When Ramon Alonzo returned to the house in the wood he sought at once for the charwoman, and found her in her nook amongst all her pails.
“Anemone,” he said, “I am going back to my home, for my sister has need of a love-potion.”
“For what purpose needs she that?” said the charwoman.
“I know not,” said Ramon Alonzo, “but she desired one.”
“Is she not young?” said the charwoman.
“Aye,” said Ramon Alonzo, “but perhaps she wished to make sure.”
“Aye, they are sure, those potions,” said the charwoman, for she knew much of magic, having minded that house for so long. “Only let him see her first after he hath drunk of the potion, or even be nearest to her at that time, and he hath no escape after that from magical love. You have the potion there?” For Ramon Alonzo had the vial in his hand.
“Aye,” said he, “I made it myself in the wood.”
“He taught you how?”
“Yes,” said Ramon Alonzo.
“And for that you gave your shadow,” she said sorrowfully.

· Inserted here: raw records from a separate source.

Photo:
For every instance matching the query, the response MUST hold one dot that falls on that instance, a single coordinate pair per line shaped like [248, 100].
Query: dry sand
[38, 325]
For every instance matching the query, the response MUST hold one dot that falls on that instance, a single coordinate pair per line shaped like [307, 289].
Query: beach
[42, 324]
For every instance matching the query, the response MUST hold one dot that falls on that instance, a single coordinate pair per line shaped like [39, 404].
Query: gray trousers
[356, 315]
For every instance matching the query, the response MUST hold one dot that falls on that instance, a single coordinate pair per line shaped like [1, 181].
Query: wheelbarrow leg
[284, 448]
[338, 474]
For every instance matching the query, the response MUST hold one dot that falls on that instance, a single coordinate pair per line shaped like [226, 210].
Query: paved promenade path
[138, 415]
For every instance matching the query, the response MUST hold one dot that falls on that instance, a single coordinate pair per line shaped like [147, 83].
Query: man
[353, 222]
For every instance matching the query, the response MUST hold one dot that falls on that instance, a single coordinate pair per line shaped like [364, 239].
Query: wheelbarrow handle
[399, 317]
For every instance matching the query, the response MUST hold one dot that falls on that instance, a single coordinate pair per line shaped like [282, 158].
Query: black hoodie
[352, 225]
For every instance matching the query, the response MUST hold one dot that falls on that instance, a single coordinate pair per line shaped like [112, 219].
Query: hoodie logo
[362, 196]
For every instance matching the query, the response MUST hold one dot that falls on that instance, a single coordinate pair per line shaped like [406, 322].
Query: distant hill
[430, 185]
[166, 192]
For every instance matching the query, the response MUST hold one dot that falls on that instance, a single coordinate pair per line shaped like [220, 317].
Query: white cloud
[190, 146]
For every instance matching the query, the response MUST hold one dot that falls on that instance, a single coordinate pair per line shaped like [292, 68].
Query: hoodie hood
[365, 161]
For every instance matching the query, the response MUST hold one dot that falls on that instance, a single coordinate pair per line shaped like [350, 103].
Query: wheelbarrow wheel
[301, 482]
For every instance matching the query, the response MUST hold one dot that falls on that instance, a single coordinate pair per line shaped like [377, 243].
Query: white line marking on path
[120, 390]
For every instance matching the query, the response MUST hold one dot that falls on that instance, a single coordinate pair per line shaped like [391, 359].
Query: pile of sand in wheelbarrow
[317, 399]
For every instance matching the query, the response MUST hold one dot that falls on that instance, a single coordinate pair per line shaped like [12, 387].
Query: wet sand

And he would have explained to her that he had learned more than this, but she would not heed him, only sitting on the straw with dejected head, and mourning to herself over his shadow.
Then seeing her sorrowful face, and the gloom of that dark nook, and the sombre melancholy of all things round her, he sought to persuade her to flee from the house in the wood, and he would escort her into Aragona. But she only said: “The world is harder than his house.”
He reasoned with her, saying suave things of the world; but she only answered: “There is no place for me there.”
And then he said: “I will come back for you, and when I come I will get back your shadow.”
And she shook her head sorrowfully as she always shook it whenever he spoke of that.
“But I have a plan,” he said.
And when she only shook her head again he told her what his plan was.
“I saw the spell,” he said, “when he opened the shadow-box, and have seen it again since. It is in Chinese and I cannot speak it, but now I remember it well, each syllable; and I will learn the art of the pen and then I will make the likeness of one of those syllables upon parchment. There are three syllables, but I will make the likeness of only one at first, and with it I shall write words of my own imagining, making them square and outlandish. And I shall say to him: ‘Master, I was given this writing by a heathen man that I met. I pray you read it for me.’ ”
She listened at first, but when he spoke of writing words of his own imagining she turned again to her melancholy.
“But hearken,” he said, and his eagerness gained her attention. “Oft as he reads he mutters, and if the room be dark and the script small then he will mutter surely, and I hear the words that he mutters. Now when all the script is strange to him but one word, he will surely mutter that one and then stop and ponder; and I shall hear that word and remember. And then some days must go by, and many days; and then one day I will bring him another script, with the second syllable, and long afterwards the third, and then I shall have the spell.”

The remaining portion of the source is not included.